The CFPB’s interest dates back to 2015. The agency has requested information several times since then, with the most recent request, a civil investigative demand, coming in April. “We are continuing to cooperate with the CFPB in connection with their most recent request for information,” Zillow’s earnings report noted. “We continue to believe that our acts and practices are lawful and that our co-marketing program allows lenders and agents to comply with RESPA.”
The next step, Zillow added, could be what’s known as an “enforcement action,” which could include “restitution, civil monetary penalties, injunctive relief or other corrective action. We cannot provide assurance that the CFPB will not ultimately commence a legal action against us in this matter, nor are we able to predict the likely outcome of the investigation into this matter.”

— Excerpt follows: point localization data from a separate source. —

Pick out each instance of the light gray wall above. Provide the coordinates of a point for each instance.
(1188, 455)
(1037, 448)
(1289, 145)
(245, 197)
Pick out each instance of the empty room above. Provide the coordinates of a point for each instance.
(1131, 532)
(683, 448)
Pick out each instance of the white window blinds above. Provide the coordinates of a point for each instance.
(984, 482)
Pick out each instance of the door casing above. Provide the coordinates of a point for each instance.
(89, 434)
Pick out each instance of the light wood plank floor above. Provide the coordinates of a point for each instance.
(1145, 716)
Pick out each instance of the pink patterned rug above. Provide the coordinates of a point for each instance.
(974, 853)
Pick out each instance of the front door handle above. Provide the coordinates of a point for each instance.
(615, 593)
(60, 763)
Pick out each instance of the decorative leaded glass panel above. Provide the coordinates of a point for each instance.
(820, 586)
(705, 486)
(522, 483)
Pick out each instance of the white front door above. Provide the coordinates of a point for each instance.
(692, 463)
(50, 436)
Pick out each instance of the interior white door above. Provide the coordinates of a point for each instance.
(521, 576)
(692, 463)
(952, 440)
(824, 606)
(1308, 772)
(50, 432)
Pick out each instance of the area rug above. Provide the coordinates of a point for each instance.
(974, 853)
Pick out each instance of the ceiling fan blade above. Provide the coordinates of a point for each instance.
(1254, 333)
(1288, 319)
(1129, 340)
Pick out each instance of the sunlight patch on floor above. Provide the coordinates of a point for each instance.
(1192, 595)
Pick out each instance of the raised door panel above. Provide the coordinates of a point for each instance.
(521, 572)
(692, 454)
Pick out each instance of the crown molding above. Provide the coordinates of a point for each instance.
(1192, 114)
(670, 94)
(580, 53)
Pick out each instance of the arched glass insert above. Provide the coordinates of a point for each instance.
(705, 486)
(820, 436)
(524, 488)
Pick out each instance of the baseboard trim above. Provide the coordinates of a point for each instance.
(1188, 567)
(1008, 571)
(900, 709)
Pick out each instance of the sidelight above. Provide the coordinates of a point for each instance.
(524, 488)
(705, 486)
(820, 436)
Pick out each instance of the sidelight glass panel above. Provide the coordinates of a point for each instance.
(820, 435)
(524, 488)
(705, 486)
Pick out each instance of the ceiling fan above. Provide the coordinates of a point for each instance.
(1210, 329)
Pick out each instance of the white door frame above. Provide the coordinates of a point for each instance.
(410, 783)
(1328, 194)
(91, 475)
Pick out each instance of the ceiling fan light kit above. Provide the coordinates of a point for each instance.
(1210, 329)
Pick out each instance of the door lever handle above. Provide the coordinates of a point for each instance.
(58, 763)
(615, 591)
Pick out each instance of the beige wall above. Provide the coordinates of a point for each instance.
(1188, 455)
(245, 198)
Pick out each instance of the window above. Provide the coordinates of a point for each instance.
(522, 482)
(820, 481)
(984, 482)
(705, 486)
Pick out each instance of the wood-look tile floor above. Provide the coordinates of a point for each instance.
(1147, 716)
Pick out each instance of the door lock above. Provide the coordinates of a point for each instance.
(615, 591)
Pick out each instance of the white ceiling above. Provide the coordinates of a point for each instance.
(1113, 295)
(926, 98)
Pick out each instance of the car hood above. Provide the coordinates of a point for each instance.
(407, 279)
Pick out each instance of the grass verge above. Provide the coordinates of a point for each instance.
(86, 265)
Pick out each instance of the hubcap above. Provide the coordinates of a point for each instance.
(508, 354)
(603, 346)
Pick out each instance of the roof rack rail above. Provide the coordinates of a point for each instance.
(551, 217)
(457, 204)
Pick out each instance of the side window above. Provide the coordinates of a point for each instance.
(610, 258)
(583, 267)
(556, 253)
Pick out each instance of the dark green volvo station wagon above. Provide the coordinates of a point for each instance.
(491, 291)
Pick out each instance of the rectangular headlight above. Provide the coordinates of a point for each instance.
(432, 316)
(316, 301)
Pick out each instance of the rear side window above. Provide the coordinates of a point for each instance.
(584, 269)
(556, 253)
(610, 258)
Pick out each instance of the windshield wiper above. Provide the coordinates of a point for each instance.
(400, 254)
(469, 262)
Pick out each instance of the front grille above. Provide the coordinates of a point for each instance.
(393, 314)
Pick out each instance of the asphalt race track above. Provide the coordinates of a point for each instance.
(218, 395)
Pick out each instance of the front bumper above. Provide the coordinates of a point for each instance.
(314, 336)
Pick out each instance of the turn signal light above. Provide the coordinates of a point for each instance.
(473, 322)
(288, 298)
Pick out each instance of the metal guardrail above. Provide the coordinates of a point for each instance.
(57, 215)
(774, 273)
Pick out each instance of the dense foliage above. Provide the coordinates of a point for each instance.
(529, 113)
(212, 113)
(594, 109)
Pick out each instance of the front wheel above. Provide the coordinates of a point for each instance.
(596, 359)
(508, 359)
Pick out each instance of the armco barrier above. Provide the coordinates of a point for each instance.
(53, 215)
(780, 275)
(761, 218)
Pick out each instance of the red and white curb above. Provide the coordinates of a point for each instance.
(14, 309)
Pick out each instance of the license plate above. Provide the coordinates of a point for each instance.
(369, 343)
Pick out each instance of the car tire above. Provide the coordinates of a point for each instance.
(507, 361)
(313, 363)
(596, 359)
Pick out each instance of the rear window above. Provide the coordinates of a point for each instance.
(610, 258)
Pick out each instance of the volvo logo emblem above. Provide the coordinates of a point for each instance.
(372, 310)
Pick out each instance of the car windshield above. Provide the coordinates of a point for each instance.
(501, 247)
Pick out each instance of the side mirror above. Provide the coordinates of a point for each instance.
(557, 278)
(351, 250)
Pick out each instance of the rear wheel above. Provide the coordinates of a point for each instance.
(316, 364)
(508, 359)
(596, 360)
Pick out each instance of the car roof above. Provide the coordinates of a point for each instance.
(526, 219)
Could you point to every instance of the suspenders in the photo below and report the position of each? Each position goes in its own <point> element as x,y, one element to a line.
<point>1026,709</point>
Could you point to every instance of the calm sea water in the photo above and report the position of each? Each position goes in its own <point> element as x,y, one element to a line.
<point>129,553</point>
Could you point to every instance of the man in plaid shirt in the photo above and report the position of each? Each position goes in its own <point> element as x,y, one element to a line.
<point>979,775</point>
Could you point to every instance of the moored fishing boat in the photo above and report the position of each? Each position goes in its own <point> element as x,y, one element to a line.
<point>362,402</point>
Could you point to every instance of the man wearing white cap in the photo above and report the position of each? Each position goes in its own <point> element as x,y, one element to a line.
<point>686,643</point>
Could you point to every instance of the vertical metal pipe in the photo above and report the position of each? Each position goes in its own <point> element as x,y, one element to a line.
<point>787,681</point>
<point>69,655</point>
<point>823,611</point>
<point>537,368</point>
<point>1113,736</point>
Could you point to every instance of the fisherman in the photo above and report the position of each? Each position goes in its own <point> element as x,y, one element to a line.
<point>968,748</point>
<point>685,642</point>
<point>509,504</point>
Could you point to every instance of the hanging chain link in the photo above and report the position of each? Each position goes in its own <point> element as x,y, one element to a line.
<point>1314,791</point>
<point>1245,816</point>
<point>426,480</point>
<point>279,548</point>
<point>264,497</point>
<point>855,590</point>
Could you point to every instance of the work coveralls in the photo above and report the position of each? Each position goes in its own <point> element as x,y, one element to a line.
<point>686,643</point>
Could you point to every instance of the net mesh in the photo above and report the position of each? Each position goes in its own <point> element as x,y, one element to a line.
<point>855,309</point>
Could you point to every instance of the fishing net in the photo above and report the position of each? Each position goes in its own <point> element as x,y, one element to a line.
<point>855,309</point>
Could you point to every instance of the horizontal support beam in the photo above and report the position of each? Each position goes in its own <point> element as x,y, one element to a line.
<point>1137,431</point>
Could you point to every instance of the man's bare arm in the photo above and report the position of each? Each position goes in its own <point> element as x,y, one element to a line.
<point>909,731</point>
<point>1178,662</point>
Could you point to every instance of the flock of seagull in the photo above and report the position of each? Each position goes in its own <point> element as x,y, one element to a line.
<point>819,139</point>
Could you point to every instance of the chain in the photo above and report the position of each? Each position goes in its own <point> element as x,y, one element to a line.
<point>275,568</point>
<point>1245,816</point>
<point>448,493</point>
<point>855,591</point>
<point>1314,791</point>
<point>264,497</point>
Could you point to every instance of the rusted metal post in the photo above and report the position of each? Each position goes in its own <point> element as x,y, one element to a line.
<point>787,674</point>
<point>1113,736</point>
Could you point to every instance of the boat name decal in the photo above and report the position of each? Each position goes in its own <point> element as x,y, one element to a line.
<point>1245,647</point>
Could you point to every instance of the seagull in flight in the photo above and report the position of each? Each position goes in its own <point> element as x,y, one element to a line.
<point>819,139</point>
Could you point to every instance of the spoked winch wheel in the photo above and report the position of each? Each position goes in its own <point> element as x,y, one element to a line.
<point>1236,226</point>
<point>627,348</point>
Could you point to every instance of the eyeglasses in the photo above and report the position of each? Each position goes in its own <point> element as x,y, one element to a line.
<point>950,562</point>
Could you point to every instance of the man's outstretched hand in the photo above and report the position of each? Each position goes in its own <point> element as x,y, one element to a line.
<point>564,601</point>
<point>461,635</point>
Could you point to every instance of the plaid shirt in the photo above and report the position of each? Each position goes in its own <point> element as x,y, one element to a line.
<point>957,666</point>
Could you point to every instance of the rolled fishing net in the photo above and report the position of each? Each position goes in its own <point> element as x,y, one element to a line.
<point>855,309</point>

A Zillow spokeswoman declined to answer MarketWatch questions on the scale of the co-marketing program. Company management fielded four analyst questions on the CFPB review on its quarterly earnings call and said little except that “it’s a small portion of overall revenue.”
But the prepared remarks for the earnings release noted that customer leads rose 30% compared to a year ago in the first quarter, and “we continue to expect that growth in contacts sent to Premier Agent advertisers will outpace unique user growth.”
The CFPB also declined to discuss the matter with MarketWatch.
The agency usually only takes actions like the ones against Zillow when it believes its case is “pretty clear-cut,” Pizor told MarketWatch. “I think the CFPB is being generous. I think the law is pretty clear.”
Still, Pizor said, a ruling from the CFPB would help bring clarity to the market – a step many real estate professionals would welcome. The National Association of Realtors has released best practices materials recommendations and industry lawyers are watching carefully.
The CFPB earlier this year fined Prospect Mortgage, a lender, with failing to comply with RESPA. It also fined two real estate brokers and a mortgage servicer, all of whom it said took kickbacks from Prospect.
To many industry participants, it seems clear that the co-marketing arrangement must be very profitable for Zillow. Why else would a new-media company founded to, as it says in its mission statement, “empower” customers with new ways of shopping for and maintaining a home cling to an outdated way of doing business, rather than trying to disrupt it with a newer, better model?
“Nobody is doing referral fees any more. They were done away with. Marketing service agreements are the next wave of that,” said Brian Faux, CEO of Morty, an online mortgage brokerage.
Faux describes Zillow as a “great web site with a lot of data that’s good for consumers,” including data that helps them understand the cost of owning a home.
Still, he said, “anything that makes it easier for lenders to advertise non-qualified rates isn’t good for the industry.”